Hybrid-storage instances are retired. For more information, see End-of-sale for Tair hybrid-storage instances. We recommend that you choose persistent memory-optimized instances.
This page lists the specifications for Standard Edition Tair (Enterprise Edition) hybrid-storage instances, including memory capacity, disk capacity, connections, bandwidth, and reference queries per second (QPS) values.
Instance specifications
| Specification | InstanceClass (for API calls) | CPU cores | Max new connections/s | Max connections | Bandwidth (MB/s) | Reference QPS |
|---|---|---|---|---|---|---|
| 16 GB memory, 32 GB disk, master-replica | redis.amber.master.16g.2x.ext4.default | 6 | 10,000 | 50,000 | 48 | 40,000 |
| 16 GB memory, 64 GB disk, master-replica | redis.amber.master.16g.4x.ext4.default | 6 | 10,000 | 50,000 | 48 | 40,000 |
| 16 GB memory, 128 GB disk, master-replica | redis.amber.master.16g.8x.ext4.default | 6 | 10,000 | 50,000 | 48 | 40,000 |
| 32 GB memory, 64 GB disk, master-replica | redis.amber.master.32g.2x.ext4.default | 6 | 10,000 | 50,000 | 48 | 40,000 |
| 32 GB memory, 128 GB disk, master-replica | redis.amber.master.32g.4x.ext4.default | 6 | 10,000 | 50,000 | 48 | 40,000 |
| 32 GB memory, 256 GB disk, master-replica | redis.amber.master.32g.8x.ext4.default | 6 | 10,000 | 50,000 | 48 | 40,000 |
| 64 GB memory, 128 GB disk, master-replica | redis.amber.master.64g.2x.ext4.default | 6 | 10,000 | 50,000 | 48 | 40,000 |
| 64 GB memory, 256 GB disk, master-replica | redis.amber.master.64g.4x.ext4.default | 6 | 10,000 | 50,000 | 48 | 40,000 |
| 64 GB memory, 512 GB disk, master-replica | redis.amber.master.64g.8x.ext4.default | 6 | 10,000 | 50,000 | 48 | 40,000 |
CPU core notes
One CPU core is reserved for background tasks to maintain service stability. In a cluster instance or a read/write splitting instance, one CPU core is reserved per shard or read replica.
Bandwidth notes
The bandwidth value in the table is the maximum for that instance type, representing the combined bandwidth across all shards or nodes.
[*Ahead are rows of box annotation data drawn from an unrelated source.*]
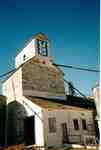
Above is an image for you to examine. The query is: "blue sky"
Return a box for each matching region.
[0,0,99,95]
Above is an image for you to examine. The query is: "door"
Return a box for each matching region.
[61,123,68,144]
[24,116,35,145]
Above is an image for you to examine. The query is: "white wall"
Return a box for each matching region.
[3,68,22,103]
[44,109,94,146]
[15,39,36,68]
[22,97,44,146]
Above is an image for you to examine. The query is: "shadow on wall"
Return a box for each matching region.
[6,101,27,146]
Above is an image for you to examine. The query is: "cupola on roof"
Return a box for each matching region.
[15,32,51,68]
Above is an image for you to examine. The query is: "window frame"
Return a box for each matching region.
[82,119,87,130]
[48,117,56,133]
[73,119,80,130]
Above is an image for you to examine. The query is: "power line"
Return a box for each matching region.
[0,69,16,78]
[53,63,100,72]
[0,63,100,78]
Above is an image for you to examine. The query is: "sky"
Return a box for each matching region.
[0,0,100,95]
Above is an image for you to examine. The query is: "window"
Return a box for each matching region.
[73,119,79,130]
[82,119,87,130]
[23,54,26,61]
[48,118,56,133]
[37,40,48,56]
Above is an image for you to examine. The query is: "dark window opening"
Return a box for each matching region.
[23,54,26,61]
[37,40,48,56]
[82,119,87,130]
[73,119,79,130]
[48,118,56,133]
[24,116,35,145]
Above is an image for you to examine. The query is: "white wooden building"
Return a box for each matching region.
[3,33,95,147]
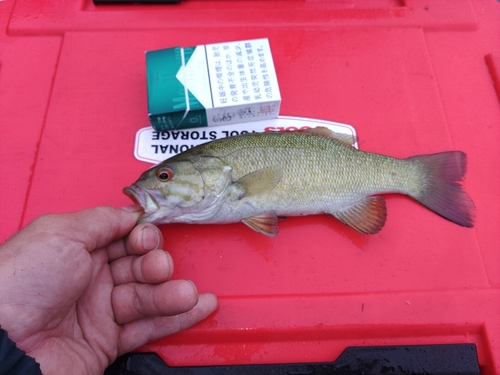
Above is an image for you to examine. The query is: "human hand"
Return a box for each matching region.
[0,206,217,375]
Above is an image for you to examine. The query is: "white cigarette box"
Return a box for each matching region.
[146,39,281,131]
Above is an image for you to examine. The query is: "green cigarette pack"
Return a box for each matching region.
[146,39,281,131]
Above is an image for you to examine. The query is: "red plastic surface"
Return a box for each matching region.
[0,0,500,374]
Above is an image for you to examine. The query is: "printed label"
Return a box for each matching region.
[205,39,281,107]
[134,116,358,164]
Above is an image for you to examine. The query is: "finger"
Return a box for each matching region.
[26,206,142,251]
[108,223,163,261]
[118,293,218,355]
[111,280,198,324]
[110,250,174,285]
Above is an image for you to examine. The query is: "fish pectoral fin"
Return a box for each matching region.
[242,211,279,237]
[236,166,283,198]
[333,197,387,234]
[299,126,357,147]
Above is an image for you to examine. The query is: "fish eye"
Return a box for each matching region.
[156,168,174,182]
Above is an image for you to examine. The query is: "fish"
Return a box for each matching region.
[123,127,475,237]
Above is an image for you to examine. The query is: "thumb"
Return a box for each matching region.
[26,205,142,252]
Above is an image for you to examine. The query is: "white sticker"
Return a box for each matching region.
[134,116,358,164]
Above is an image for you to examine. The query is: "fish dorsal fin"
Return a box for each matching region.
[242,211,279,237]
[333,197,387,234]
[299,126,357,147]
[236,166,283,198]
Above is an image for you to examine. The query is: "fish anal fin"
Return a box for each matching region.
[299,126,357,147]
[242,211,279,237]
[333,196,387,234]
[236,166,283,198]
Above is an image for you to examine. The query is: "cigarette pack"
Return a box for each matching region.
[146,39,281,131]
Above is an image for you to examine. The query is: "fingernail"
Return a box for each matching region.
[122,204,142,212]
[142,225,160,250]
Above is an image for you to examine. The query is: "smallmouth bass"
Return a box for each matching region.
[123,128,474,236]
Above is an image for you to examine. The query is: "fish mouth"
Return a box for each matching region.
[123,184,160,214]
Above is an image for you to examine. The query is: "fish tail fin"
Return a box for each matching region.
[409,151,474,228]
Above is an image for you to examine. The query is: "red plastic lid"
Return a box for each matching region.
[0,0,500,374]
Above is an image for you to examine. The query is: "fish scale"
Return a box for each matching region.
[124,128,474,236]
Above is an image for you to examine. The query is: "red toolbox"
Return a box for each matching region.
[0,0,500,374]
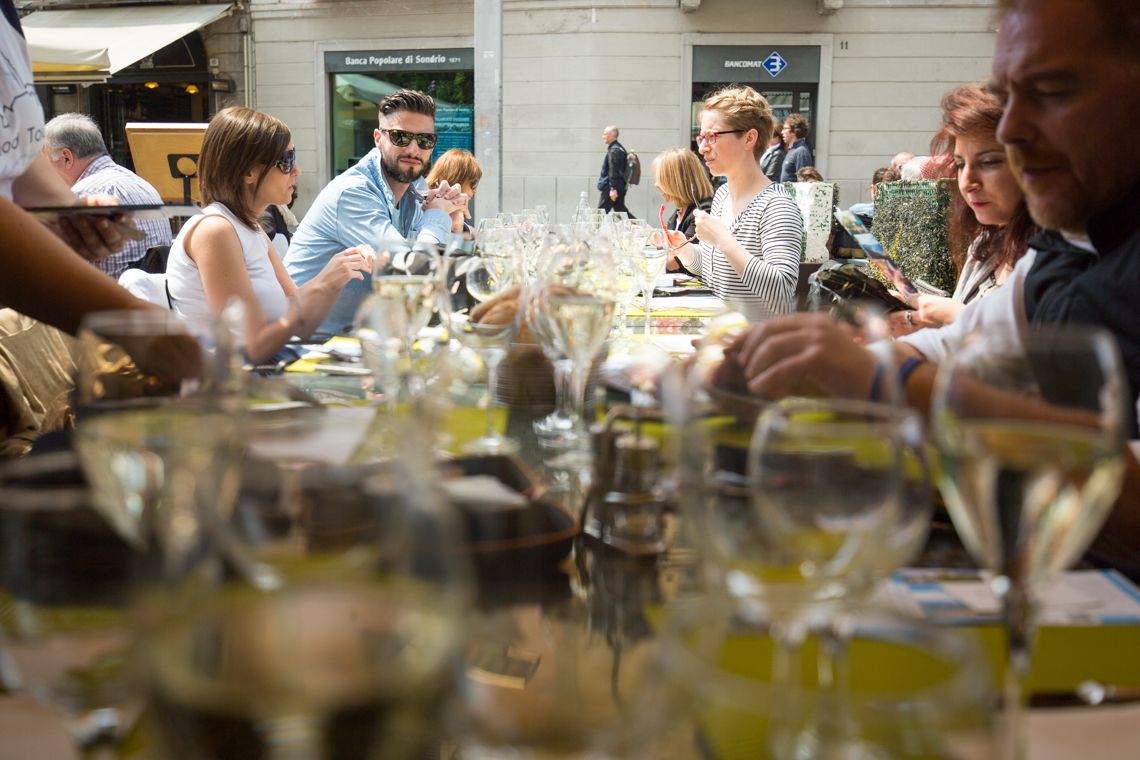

Bandwidth limits apply symmetrically to upstream and downstream traffic. For example, a 48 MB/s instance has 48 MB/s upstream and 48 MB/s downstream.
For Tair and Redis Open-Source Edition, bandwidth limits reflect the data transfer capacity of individual shards within their respective distributed systems. These limits are generally independent of the network connection type used by clients.
To handle unexpected or scheduled traffic peaks, adjust the bandwidth of your instance. For details, see Manually increase the bandwidth of an instance. For common bandwidth questions, see FAQ about bandwidth.